In August 2015, Office of Inspector General (OIG) released “Management Advisory on Department of Homeland Security Components’ Reporting of Conference Spending.” This report reveals that the DHShad blown an astonishing $20.3 million of taxpayers’ funds in just one year on hosting and attending conferences. It should be noted that according to the OIG report, the DHS failed to report all of the conferences in contravention to their obligations to do so.
The Bureau of Customs and Border Protection (CBP), charged with “keeping terrorists and terrorist weapons out of the country,” spent a whopping $ 147,109 on hosting a C-TPAT Conference. It boasted of drawing a record number of attendees, who reported that it merely reinforced what they already knew.

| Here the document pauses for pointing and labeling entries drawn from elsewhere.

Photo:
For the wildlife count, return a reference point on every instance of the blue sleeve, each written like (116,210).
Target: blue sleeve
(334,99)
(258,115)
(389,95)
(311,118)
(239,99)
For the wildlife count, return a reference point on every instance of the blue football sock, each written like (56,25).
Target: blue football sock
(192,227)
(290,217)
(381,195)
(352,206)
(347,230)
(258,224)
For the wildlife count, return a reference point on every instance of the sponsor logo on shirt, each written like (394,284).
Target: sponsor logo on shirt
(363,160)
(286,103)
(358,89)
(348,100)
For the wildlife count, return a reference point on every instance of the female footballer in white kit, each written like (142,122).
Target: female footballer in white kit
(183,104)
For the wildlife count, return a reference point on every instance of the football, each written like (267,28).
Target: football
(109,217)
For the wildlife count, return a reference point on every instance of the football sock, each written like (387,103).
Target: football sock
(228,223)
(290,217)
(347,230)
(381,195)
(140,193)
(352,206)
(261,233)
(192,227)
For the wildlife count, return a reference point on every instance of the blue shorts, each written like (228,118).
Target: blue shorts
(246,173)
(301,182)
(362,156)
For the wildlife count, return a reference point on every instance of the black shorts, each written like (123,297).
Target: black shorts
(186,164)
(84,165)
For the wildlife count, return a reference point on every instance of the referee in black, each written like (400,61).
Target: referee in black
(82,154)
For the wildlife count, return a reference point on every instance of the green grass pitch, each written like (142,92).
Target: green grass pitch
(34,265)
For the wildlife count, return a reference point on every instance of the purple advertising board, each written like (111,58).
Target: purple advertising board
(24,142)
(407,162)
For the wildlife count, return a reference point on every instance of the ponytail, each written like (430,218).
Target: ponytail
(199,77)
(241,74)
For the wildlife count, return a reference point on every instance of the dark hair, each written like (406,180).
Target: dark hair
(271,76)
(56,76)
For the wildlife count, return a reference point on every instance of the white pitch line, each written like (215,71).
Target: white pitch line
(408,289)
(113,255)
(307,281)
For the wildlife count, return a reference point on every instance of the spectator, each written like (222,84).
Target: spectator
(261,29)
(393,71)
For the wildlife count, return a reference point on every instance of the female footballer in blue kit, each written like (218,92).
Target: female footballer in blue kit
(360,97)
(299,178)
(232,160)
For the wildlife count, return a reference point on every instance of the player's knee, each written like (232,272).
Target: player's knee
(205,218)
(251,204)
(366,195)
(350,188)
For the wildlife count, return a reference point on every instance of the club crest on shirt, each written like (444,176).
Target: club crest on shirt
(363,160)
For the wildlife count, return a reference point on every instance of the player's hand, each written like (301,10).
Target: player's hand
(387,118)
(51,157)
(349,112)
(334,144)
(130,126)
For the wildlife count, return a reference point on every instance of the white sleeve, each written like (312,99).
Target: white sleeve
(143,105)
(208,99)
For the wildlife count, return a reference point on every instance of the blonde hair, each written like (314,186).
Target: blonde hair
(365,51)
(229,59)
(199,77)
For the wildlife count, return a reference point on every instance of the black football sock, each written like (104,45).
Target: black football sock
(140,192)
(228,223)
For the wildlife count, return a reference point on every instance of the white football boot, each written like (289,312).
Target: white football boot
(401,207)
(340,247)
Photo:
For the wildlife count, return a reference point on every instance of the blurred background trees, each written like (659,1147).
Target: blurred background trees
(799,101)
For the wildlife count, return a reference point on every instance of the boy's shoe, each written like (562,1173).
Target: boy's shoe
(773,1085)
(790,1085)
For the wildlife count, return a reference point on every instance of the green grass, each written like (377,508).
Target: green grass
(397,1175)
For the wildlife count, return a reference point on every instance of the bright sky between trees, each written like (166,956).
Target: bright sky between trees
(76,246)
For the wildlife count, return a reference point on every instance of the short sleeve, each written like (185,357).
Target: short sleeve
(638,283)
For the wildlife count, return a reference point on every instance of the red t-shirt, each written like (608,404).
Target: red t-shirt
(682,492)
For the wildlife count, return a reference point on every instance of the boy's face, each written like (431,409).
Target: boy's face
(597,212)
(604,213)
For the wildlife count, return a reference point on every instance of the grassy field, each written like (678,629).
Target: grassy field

Immigration and Customs Enforcement (ICE) hosted a conference for the National Sheriff’s Association to the tune of $ 108,617. Attendees described it as an opportunity “to network with the other sheriffs from around the country.” Participants attended workshops, golfed and frolicked at the event funded by the DHS, whose mission is to secure the borders and to enforce immigration laws.
The U.S. Coast Guard spent $ 196,308 to host the 15th North Pacific Coast Guard Forum (NPCGF) Summit Meeting. ICE hosted an “Afghanistan Pakistan Illicit Procurement Network Symposium” in Tampa, Florida to the tune of $ 131,868. The DHS spent $130,941 so that the agency’s senior agency officials could mix and mingle with “key influencers and decision makers” in the cybersecurity industry at the 2014 RSA conference. DHS also sponsored the 2015 RSA conference.
The list of expensive conferences, workshops and get-togethers unwittingly sponsored by American taxpayers goes on and on. Many of these events include golf tournaments, networking and other merry-making. In the meantime, the borders are so porous that journalist James O’Keefe was able to cross the U.S. border to Mexico and then sneak back into the U.S. undetected, while donning green fatigues and an Osama bin Laden costume. Perhaps taxpayers’ money could be better spent on improving homeland security, instead of costly government hobnobbing.